This means !WAR

!Women Art Revolution
by Lynn Hershman Leeson
streaming on Netflix
watch it.

Art historians, curators, buyers, makers, watch it. Have you ever wondered what's the big whoopie-do about Judy Chicago anyway, or what makes work "feminist art?". Watch it.  !Women's Art Revolution is a great rundown of women artists who persisted to break in to the art world beginning in the 70's. Powerfully awesome.

The documentary is built on personal experiences of the film maker Lynn Hershman Leeson constructed through interviews she's collected from her peers, women in art, over the last 40 years. This film documents the breakthrough of women in art beginning from a place of outrage, anger and frustration amassed from years of being left out of an ignored within the fine art world. The film discusses an uprising of intellectual attention to art history, critique, art making and attention to women as artists and the work women make.  !Women Art Revolution covers a lot of territory and at the same time admits that it doesn't.
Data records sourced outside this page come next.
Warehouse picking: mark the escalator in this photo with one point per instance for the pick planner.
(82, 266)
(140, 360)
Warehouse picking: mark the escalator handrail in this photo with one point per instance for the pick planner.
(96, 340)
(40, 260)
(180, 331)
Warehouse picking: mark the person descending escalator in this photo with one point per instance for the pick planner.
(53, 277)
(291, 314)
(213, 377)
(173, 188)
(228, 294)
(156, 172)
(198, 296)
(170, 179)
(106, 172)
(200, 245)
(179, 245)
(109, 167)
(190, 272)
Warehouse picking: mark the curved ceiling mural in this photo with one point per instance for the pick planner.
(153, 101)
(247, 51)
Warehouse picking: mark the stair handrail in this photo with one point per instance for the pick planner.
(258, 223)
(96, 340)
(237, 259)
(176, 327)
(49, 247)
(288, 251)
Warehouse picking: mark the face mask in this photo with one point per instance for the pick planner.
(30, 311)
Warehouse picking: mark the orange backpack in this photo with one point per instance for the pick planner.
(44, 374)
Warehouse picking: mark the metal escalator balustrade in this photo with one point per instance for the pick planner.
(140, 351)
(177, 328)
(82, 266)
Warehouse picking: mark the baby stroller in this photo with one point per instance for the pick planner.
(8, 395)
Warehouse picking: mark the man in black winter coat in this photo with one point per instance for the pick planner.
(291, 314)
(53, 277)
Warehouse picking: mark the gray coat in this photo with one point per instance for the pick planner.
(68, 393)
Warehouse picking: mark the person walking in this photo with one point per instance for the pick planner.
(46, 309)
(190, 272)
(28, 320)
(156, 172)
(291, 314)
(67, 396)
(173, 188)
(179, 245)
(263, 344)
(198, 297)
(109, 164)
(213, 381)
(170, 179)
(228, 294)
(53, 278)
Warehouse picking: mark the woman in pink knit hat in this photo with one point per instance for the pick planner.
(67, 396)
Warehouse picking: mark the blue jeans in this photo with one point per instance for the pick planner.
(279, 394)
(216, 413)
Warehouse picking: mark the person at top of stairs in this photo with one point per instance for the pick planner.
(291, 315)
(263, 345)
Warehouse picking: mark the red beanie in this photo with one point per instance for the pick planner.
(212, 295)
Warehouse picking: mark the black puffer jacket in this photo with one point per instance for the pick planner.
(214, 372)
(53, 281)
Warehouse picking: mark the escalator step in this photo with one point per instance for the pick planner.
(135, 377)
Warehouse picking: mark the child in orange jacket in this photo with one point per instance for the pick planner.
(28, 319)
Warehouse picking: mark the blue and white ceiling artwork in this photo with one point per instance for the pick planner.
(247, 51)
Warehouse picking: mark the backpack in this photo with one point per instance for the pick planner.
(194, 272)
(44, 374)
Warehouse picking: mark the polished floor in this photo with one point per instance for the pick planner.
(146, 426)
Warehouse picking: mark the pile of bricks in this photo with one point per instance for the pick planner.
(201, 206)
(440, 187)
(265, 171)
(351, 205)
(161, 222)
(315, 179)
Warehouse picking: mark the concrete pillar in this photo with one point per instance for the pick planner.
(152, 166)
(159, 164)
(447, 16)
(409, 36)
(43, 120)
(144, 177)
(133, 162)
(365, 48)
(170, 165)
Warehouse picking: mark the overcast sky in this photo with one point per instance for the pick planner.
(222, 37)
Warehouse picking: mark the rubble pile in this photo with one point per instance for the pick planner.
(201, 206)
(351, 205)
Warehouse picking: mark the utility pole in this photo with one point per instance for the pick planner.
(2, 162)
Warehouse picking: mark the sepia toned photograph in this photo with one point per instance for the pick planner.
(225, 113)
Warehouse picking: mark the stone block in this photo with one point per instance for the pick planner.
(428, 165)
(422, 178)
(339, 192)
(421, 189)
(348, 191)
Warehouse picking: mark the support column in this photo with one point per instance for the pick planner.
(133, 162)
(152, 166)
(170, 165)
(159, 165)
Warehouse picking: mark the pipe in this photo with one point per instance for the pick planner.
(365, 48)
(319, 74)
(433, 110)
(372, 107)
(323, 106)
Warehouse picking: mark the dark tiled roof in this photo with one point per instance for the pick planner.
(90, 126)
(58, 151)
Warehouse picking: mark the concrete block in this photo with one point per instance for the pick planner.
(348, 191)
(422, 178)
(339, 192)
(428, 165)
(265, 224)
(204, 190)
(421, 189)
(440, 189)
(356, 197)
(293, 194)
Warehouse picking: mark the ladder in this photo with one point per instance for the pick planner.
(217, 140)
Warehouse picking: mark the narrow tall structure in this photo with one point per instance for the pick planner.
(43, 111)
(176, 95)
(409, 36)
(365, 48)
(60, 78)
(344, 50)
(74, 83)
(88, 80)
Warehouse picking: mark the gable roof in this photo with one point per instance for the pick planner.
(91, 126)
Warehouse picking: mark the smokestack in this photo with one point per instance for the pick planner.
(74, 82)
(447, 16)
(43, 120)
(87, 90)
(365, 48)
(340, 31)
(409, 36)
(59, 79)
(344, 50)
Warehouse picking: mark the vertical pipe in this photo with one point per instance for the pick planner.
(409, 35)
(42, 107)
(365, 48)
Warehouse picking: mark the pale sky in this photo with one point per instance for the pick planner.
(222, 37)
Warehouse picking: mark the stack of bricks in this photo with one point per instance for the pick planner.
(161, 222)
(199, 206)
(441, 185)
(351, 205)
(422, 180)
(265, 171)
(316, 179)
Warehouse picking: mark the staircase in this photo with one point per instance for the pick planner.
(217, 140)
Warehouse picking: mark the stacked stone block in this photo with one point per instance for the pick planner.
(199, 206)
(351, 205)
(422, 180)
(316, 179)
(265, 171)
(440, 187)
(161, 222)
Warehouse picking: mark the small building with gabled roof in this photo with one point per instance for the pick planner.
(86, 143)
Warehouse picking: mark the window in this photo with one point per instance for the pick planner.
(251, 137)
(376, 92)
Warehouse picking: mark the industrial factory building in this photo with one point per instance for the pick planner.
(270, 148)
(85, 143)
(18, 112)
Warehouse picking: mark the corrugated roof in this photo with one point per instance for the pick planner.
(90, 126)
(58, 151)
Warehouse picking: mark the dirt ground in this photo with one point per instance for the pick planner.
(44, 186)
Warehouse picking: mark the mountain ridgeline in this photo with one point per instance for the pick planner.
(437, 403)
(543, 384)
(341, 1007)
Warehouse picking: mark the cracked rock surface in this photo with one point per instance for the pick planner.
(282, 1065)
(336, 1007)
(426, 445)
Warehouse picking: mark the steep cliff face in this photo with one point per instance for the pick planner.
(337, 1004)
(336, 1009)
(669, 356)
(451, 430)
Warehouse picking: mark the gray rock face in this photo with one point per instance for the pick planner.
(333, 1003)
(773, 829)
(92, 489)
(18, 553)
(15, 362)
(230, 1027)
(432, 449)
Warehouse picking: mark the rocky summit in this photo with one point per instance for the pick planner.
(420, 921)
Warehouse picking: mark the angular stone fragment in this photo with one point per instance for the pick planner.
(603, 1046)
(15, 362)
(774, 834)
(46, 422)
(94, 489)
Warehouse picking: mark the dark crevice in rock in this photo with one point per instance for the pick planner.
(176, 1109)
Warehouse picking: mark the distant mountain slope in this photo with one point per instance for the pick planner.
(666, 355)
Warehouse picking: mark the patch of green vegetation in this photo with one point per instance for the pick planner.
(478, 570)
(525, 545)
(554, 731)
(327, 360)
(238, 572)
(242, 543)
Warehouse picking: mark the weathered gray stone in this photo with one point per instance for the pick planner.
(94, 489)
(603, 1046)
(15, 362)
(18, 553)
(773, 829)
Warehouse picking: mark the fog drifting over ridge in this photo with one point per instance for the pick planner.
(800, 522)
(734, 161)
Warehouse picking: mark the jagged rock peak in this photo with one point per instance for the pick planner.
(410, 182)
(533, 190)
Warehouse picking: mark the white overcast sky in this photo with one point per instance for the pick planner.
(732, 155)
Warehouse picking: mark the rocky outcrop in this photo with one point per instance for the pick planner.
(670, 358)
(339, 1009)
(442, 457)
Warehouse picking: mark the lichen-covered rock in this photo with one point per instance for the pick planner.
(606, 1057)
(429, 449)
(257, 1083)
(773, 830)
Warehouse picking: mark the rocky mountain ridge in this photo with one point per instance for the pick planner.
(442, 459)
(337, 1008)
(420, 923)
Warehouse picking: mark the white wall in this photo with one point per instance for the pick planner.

Especially jarring is recognizing that the very circumstances of being female and making artwork makes ones work feminist work. To recognize just how few women are represented in the formal art world is stunning. To make the work as a woman takes astounding courage. Courage to reject the demands to please an audience.  Courage to reverse the gaze and ask the (age old) question, what does art want? That may be a nerdy art theory question - look it up.  I want to sit at the knee of the filmmaker and absorb every drop of anything and everything she would share with me so that I can carry on the good fight.

The world of media is twisted in such a way that we are all led to believe we live in a postfeminist world, our male contemporaries don't see the disparity in representation of male to female in art and would probably go so far as to say that women just aren't applying themselves (I've heard this false logic many times before). At least in the past they were probably aware of the discrimination, now they're just in denial of it.  I've very seriously considered using only my first initial when I author work so that my gender would not instantly dismiss me from being considered. I struggle, asking myself if that is giving in, or beating them at their own game? 

Thank you !WAR, you've given me a much needed loving nudge to keep it up and to not gloss over the deeper intentions of my own art making practice and to keep reminding my young classmates that their work is feminist whether they like it or admit to it or not - and it'd be incredibly powerful if they owned up to that.